Elofsson, along with another Swede, Peter Nordahl, have achieved this in all 10 of the album’s songs. Yet it’s to varying degrees of success and, at times, at the expense of the album’s primary asset: Fältskog’s voice, which is still as gorgeous as it was four decades or so ago; it hasn’t really aged at all. Album opener The One Who Loves You Now, in its own measured way, signals a triumphant return. Her vocal reaches the heights it’s known for, working particularly well with string and percussion arrangements, while also having a smoky Charlotte Gainsbourg touch to it at times. The lyrics also demonstrate Fältskog’s torment and return from it: “Everything I ever had I let it slip away, every dream I ever dreamed was lost until today.” It’s quite a moving opener.
But this is somewhat undone with When You Really Loved Someone, which contrasts with the opener entirely with its feel as a Eurovision-ish, naff love ballad, with buzzing, phaser-sounding keyboards and an overall production that’s overbearing.

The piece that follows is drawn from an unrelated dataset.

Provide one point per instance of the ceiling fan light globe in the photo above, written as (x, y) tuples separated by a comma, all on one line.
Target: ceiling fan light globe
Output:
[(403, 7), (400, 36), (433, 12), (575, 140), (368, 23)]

Following track Perfume In The Breeze is better, with textbook hooks with lyrics such as “vanish like a rainbow from the horizon of my heart” and jolly whistling interludes making this very summer radio friendly, while I Was A Flower again illustrates some sort of tortured persona through its lyrics (“I was a flower, now look what you have done – you made my colours fade… once I was innocent…”) and more minimal piano-based backing.
But then there’s the plainly odd I Should’ve Followed You Home, a duet with Gary Barlow that, on the face of it, won’t do those alleged stories about that stalker any good. While focussing on some sort of unrequited love through reflection, lyrics such as “I missed the chance to make you my own, now I know, I should’ve followed you home” are shiver inducing. It has the feel of a Kelly Clarkson ballad trying to be a bit more upmarket, but the lyrics and excessive production turn this into something rather disturbing. Perhaps – in the loosest sense of the word – this was intentional; some of ABBA’s best songs have a sort of illicit darkness to them – Does Your Mother Know is a case in point – but the impelling edginess in the music meant it worked there. It really doesn’t here.
Nevertheless, Dance Your Pain Away rescues the situation, taking Fältskog into more familiar pop/disco territory and bringing a touch of the Voulez-Vous. It largely works well, but Fältskog’s voice does get lost at times in the excessive production. Yet the fact it’s the most ABBA of all the songs excuses this. It raises a question – was making an album that tried to show Fältskog in a non-ABBA fashion really the right idea?
This question is raised further in Bubble, which again would sit well with Kelly Clarkson, especially with lyrics such as “in this bubble made for two”. Listening to it is laborious; despite the production being scaled back, allowing Fältskog’s voice to flourish a bit, the mundanity of the lyrics and the music itself don’t help her here.
But you forgive this somewhat when you hear Back On Your Radio, with lyrics like “caught in a radio shadow for the longest time, living out of the range of your love for the longest time… are you picking up my signal again?” seemingly addressing her long-term absence. Album closer I Keep Them On The Floor Beside My Bed, which Fältskog co-wrote with Elofsson, bookends the album well and, like the opener, is also moving in its own way: the string arrangements, Fältskog’s vocal and lyrics (“Memories start to flow, the pictures of me and you, I keep them on the floor beside my bed”) offer an insight into the Fältskog’s loneliness. In the end, despite its touches of melancholy, it’s in its own way quietly proud in the sense that she’s actually recording again.
At times A tries far too hard, with this idea of showing her in some other guise arguably an attempt at shaking off the image that has followed her around for years, while also distancing herself away from ABBA somewhat. But at the same time, despite its faults, what Fältskog, Elofsson and Nordahl try and achieve is quite brave. With less excessive production and better songs, this could have been an accomplished return – her voice is still there. As it is, we’re picking up some signals, but it requires some real tuning. Still, it’s wonderful to have Fältskog back – and we should be thankful for that. Confidence restored, we hope.